Navigating the uncertainty of the French elections

Tens of thousands of people rallying in a Paris square on a rainy Sunday afternoon was a surprising sight, even by French standards. François Fillon had revealed a few days earlier that he was refusing to stand down despite having promised to do so if placed under formal investigation; as he is under a formal investigation for paying his family public money for allegedly fake jobs. Up to 100 leading figures in his party had publicly disavowed him and there was talk of Alain Juppé – the loser in the primary – replacing him as candidate at the last minute.

Yet the crowds came out for Fillon, creating a positive atmosphere around the main right wing contender for the first time in months. ‘If the square had been sparse; I would have reconsidered’ said Fillon on Tuesday, as he consolidated his grip on the candidacy.

This episode was the latest in a highly unusual campaign the outcome of which could – as The Economist recently put it – ‘revitalise the European Union, or wreck it’.

With fewer than 50 days to go, and many potential upheavals, the French election is making every European chancellery jittery – including Theresa May’s team. A victory from any of the three leading contenders, Macron, Fillon and Le Pen, would have very different consequences for Britain and the Brexit process.

The reigning socialist party has almost ruled itself out of the election: President Hollande has refused to stand for re-election, and the party’s primary elected Benoît Hamon, a rebel backbencher from the party’s left wing whose polls ratings have stagnated at 15%. Many of the socialist party’s centre ground are attracted by the dynamism of Macron, the youthful ex-economy minister who is running as an independent and has topped the polls for the first time this week.

Theoretically, a victory from Emmanuel Macron would comfort the current status quo. He is the only candidate to support the EU, and has made clear that he would make common cause with other member states over Brexit negotiations. However, he is currently without a party and has made the bold pledge to field at least 50% of inexperienced candidates at the June Parliamentary elections. His position would have to evolve depending on the majority he obtains.
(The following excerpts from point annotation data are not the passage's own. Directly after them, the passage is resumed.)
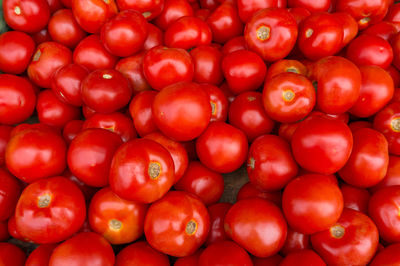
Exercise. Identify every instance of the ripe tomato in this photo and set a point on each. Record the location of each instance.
(33, 154)
(83, 249)
(304, 196)
(177, 224)
(140, 253)
(353, 240)
(182, 111)
(322, 145)
(141, 170)
(271, 33)
(50, 210)
(257, 225)
(17, 99)
(16, 50)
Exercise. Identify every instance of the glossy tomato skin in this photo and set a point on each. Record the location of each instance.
(140, 253)
(353, 240)
(50, 210)
(28, 15)
(141, 170)
(224, 252)
(307, 193)
(243, 70)
(182, 111)
(383, 211)
(90, 154)
(83, 249)
(33, 154)
(106, 91)
(177, 224)
(125, 34)
(248, 221)
(16, 50)
(17, 98)
(48, 57)
(247, 113)
(322, 145)
(271, 33)
(376, 91)
(222, 147)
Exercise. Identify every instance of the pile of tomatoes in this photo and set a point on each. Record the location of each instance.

As François Fillon has moved away from his party base to take a more populist approach, his stance on Europe has also become more uncompromising. A moderate Anglophile during his year as Nicolas Sarkozy’s Prime Minister, he has had some tough words for the EU since becoming candidate – and has been making the pledge to make France the first ‘European Power’. His victory would inevitably lead to a realignment of the EU position on Brexit.

Marine Le Pen is the most radical candidate, campaigning on an exit from the Euro and a Frexit referendum by 2017. Paradoxically, a victory for the leader of the Front National could be good for the UK – at least in the short term. A Front National president would divert the attention of European officials away from Brexit and towards a likely Euro crisis, while at the same time significantly softening France’s stance towards Britain. The obvious unknown would be the long-term economic consequences of such an outcome.

There could still be an upsurge of one of the left-wing candidates – Benoît Hamon and Jean-Luc Mélenchon – whose anti-austerity perspective would alter the balance of power within Europe.

The British Government will be watching closely as the campaign develops, as it will present the first real challenge to the conduct of negotiations and will affect Britain’s stance either way.